Interactive Runs#

Interactive runs give the ability to debug and iterate quickly inside your cluster in a secure way. Interactivity works on top of the existing MosaicML runs, so before connecting a run workload needs to be submitted to the cluster. For security purposes storage is not persisted, so we recommend utilizing your own cloud storage and git repositories to stream and save data between runs.

Launch an interactive run#

Launching new runs

All runs on reserved clusters can be connected to, regardless of how they were launched. This section goes over mcli interactive, which is a helpful alias for creating simple “sleeper” runs for interactive purposes. You can also create a custom run configuration for interactive purposes through the normal mcli run entrypoint

Launch an interactive run by running:

mcli interactive --max-duration 1 --gpus 1 --tmux --cluster <cluster-name>

This command creates a “sleeper” run that will last for 1 hour (--max-duration 1), request 1 GPU (--gpus 1) and connect to a tmux session (--tmux) within your run. The --max-duration or --hours argument is required to avoid any large, accidental charges from a forgotten run. The --tmux argument is strongly recommended to allow your session to persist through any temporary disconnects. mcli will automatically try to reconnect you to your run whenever you disconnect, so utilizing tmux dramatically improves this experience.

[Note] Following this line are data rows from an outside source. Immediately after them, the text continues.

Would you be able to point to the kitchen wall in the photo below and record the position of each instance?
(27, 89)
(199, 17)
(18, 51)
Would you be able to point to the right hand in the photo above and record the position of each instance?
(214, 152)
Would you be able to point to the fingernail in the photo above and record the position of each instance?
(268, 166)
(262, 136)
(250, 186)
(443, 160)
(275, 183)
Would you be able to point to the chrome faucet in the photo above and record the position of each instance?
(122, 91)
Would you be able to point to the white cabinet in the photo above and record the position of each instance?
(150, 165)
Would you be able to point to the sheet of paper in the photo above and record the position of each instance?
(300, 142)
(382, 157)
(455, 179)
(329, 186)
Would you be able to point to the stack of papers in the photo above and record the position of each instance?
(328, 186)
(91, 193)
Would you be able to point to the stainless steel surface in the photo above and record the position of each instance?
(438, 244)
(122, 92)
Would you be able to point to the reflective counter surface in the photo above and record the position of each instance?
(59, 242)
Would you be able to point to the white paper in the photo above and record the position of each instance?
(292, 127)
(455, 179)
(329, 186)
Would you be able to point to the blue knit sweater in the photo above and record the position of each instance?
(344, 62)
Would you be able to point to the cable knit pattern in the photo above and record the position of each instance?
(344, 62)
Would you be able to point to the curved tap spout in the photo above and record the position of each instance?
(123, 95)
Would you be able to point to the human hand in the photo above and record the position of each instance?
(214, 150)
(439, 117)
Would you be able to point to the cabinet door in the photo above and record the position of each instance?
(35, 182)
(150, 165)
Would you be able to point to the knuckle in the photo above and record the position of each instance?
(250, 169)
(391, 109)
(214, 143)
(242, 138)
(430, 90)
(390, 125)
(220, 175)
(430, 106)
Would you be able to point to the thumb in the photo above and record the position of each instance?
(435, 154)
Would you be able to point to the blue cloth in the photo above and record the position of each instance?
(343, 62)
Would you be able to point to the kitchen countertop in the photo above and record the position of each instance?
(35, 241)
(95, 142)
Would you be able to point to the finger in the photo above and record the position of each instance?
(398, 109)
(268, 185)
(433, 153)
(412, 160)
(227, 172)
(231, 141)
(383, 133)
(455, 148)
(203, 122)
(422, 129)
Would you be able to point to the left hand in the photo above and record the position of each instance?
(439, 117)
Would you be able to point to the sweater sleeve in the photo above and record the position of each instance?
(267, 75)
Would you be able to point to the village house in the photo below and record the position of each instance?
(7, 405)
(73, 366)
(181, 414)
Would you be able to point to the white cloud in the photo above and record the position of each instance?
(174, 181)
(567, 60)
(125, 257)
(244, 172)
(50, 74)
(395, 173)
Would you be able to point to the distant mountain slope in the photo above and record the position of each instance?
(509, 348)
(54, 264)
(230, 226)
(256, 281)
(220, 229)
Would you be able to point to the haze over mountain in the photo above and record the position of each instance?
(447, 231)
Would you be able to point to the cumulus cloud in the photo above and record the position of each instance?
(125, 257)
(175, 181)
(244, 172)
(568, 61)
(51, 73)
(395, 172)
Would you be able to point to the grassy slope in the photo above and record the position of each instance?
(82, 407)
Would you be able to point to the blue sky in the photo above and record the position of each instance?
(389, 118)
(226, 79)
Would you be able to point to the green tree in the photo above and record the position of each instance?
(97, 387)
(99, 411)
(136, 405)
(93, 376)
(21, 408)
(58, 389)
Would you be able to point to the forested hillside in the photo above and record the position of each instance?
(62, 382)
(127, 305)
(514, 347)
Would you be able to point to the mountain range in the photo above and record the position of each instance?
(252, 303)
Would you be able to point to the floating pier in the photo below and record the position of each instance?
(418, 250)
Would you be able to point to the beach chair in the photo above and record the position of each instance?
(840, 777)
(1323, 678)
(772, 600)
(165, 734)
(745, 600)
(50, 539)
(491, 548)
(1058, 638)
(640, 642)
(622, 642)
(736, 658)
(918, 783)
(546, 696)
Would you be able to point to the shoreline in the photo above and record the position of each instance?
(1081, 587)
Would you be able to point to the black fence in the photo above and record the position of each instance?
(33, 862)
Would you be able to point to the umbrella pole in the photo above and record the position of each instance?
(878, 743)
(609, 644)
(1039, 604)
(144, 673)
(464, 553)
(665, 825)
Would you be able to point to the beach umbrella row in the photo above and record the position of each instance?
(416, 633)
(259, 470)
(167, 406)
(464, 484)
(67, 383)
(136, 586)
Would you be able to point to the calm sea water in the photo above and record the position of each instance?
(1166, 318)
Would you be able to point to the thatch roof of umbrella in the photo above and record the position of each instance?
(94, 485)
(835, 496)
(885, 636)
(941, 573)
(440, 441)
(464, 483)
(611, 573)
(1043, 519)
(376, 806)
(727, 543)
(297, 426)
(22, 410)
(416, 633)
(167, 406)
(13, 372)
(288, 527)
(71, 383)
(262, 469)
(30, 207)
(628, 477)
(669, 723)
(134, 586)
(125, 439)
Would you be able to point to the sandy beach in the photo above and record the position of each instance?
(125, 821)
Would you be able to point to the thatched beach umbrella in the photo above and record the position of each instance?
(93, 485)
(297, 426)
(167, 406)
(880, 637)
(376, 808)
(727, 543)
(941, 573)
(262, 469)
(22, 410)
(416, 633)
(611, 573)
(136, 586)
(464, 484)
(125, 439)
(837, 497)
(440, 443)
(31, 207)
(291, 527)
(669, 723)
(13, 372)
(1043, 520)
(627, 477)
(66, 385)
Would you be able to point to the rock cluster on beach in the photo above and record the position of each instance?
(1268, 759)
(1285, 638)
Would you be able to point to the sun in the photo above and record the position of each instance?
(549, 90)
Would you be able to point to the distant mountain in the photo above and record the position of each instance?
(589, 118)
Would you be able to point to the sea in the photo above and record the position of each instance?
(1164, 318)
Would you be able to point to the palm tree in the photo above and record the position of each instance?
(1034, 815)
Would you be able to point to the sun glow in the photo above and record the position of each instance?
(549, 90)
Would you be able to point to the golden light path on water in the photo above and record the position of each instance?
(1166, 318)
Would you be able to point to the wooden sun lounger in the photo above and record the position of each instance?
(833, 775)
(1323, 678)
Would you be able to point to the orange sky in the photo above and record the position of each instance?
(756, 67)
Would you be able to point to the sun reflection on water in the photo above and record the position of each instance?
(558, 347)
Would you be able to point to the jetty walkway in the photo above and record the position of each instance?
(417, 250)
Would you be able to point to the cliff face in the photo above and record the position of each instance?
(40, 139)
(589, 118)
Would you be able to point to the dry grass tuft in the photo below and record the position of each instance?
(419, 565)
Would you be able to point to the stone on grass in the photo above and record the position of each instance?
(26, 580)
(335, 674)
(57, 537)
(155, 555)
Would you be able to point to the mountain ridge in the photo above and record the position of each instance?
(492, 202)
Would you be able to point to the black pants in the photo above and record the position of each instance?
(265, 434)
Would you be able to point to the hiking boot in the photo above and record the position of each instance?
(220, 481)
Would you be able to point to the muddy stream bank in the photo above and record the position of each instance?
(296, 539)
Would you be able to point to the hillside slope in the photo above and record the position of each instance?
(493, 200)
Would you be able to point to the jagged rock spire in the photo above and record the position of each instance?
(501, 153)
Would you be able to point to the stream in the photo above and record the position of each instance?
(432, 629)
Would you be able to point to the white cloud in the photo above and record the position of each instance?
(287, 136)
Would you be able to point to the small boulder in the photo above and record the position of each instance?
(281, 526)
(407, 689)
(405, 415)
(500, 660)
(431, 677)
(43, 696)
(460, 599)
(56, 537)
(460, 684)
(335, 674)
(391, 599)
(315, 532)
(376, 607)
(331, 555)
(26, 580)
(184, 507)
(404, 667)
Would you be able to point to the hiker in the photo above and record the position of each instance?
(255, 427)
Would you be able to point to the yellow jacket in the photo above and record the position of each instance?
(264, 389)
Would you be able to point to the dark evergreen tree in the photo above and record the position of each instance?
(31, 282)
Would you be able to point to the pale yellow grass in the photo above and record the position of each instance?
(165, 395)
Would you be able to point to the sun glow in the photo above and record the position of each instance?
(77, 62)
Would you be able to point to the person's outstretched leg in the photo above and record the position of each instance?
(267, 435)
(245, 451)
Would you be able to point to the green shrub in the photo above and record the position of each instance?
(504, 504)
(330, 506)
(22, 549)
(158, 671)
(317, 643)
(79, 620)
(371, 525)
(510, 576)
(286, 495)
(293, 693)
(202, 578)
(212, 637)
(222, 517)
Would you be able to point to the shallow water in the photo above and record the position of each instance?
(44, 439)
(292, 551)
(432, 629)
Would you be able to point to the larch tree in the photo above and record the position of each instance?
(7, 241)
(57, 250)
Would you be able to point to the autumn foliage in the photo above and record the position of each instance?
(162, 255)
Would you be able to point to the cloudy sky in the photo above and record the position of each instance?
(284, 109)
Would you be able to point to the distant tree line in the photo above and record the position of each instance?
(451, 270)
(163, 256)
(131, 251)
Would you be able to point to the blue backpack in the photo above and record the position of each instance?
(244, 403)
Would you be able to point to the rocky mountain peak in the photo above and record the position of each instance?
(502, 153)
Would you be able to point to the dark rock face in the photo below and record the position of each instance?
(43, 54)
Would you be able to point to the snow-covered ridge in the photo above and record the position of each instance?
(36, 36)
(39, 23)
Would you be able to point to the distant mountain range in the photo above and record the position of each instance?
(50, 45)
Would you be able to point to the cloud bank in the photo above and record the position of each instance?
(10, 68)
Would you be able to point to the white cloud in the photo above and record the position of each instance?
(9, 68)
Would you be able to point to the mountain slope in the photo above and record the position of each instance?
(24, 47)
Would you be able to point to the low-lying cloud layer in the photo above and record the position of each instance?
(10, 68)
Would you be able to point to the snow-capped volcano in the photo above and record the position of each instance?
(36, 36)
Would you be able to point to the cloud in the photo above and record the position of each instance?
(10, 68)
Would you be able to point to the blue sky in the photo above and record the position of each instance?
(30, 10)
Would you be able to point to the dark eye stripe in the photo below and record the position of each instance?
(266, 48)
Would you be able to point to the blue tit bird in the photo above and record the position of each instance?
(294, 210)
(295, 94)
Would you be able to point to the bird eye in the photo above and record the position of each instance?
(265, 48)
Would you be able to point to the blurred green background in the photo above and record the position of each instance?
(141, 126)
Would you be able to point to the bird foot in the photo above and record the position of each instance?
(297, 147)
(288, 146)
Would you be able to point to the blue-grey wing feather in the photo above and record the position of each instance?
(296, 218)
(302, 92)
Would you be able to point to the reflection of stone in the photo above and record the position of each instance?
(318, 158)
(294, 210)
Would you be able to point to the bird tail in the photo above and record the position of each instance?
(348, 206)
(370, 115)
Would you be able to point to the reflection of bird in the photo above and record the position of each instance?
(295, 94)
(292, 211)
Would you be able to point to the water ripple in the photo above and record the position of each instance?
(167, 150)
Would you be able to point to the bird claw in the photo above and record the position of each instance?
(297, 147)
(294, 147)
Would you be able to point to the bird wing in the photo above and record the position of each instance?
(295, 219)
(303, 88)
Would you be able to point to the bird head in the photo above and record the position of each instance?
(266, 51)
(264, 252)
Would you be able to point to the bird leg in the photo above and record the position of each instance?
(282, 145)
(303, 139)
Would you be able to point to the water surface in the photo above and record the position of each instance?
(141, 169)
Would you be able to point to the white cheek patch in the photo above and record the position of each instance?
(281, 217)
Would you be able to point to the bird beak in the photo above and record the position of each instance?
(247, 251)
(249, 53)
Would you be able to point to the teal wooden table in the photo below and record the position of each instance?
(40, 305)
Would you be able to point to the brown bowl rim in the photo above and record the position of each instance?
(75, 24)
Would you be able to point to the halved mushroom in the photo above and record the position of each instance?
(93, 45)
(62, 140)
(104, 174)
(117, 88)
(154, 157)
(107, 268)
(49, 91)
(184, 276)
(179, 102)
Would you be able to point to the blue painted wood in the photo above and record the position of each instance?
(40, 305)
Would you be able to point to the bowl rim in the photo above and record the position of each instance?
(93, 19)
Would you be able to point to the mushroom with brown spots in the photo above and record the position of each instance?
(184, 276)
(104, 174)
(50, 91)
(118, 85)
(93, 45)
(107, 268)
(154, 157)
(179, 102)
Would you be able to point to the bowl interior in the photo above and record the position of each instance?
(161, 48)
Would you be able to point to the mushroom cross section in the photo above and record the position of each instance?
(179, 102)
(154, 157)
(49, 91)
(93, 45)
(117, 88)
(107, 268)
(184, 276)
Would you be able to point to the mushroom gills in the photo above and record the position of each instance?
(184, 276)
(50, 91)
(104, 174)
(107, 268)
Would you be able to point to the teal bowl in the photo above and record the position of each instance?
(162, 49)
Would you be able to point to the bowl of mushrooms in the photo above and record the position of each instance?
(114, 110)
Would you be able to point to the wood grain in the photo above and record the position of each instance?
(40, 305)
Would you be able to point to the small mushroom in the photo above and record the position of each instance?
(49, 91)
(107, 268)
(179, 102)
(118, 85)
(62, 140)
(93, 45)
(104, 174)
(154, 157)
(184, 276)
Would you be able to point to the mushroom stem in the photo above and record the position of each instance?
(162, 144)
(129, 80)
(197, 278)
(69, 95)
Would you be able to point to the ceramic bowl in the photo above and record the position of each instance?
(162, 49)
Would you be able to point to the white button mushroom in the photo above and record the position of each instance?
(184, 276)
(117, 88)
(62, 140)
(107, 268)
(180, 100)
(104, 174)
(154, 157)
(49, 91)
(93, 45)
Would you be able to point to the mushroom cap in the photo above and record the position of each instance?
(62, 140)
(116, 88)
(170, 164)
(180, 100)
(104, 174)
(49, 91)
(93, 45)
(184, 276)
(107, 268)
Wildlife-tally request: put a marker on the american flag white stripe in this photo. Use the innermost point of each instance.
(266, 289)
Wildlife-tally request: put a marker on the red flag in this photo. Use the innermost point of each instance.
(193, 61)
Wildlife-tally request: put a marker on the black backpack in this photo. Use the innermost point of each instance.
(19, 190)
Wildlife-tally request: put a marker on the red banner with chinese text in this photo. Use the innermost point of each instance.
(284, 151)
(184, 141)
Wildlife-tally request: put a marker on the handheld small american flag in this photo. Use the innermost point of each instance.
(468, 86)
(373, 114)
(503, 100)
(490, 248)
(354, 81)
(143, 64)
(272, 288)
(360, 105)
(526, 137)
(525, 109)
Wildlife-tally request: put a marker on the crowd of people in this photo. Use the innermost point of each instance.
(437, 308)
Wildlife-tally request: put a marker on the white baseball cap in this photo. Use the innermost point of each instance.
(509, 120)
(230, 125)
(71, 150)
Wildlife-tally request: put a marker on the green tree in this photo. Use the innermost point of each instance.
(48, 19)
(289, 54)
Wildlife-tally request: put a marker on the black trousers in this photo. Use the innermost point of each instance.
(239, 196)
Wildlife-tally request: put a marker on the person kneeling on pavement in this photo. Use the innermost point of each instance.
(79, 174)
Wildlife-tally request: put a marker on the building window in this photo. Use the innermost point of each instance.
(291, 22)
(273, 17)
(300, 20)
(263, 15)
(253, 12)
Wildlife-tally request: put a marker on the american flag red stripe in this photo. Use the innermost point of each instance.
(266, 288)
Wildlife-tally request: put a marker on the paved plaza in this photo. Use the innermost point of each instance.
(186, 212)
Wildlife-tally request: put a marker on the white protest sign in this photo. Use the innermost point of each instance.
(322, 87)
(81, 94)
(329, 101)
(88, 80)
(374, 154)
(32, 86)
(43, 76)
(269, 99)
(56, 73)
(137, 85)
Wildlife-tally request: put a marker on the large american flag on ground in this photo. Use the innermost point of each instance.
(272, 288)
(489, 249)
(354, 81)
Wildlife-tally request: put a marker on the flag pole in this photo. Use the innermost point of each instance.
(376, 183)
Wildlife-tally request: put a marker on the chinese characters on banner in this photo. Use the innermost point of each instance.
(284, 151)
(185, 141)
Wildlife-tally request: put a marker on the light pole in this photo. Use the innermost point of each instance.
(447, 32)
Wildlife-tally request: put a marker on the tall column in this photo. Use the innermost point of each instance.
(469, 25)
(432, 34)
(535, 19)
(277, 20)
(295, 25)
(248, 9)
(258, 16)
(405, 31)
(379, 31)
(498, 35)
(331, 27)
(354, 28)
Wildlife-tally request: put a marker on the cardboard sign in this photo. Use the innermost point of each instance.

Note that interactive runs act like normal runs:

BASH

# see interactive runs on the cluster
mcli util <cluster-name>

# your interactive runs will show up when you call "get runs"
mcli get runs --cluster <cluster-name>

# get more info about your run
mcli describe run <interactive-run-name>

# stop your interactive run early
mcli stop run <interactive-run-name>

# delete it
mcli delete run <interactive-run-name>

PYTHON

from mcli import get_run, get_cluster

# see interactive runs on the cluster
cluster = get_cluster('cluster-name'):
print("Active runs in:", cluster.name)
for run in cluster.utilization.active_runs_by_user:
    print(run.run_name, run.user)

# get your interactive run
run = get_run("interactive-run-name")
print(run)

# stop your interactive run early
run.stop()

# delete it
run.delete()

Full documentation for the interactive command

Multi-node support

Multi-node interactive runs are currently only supported on reserved, single-tenant clusters

usage: mcli interactive [-h] [--hours [HOURS]] [--name NAME] [--image IMAGE]
                        [--max-duration MAX_DURATION]
                        [--cluster OVERRIDE_CLUSTER]
                        [--gpu-type OVERRIDE_GPU_TYPE]
                        [--gpus OVERRIDE_GPU_NUM]
                        [--instance OVERRIDE_INSTANCE]
                        [--nodes OVERRIDE_NODES]
                        [--node-names OVERRIDE_NODE_NAMES] [--no-connect]
                        [--rank N] [--command COMMAND | --tmux]
                        [HOURS]

Positional Arguments#

HOURS: Number of hours the interactive session should run

Named Arguments#

--hours

Number of hours the interactive session should run

--name

Name for the interactive session. Default: “”interactive””

Default: “interactive”

--image

Docker image to use (default: “mosaicml/pytorch”)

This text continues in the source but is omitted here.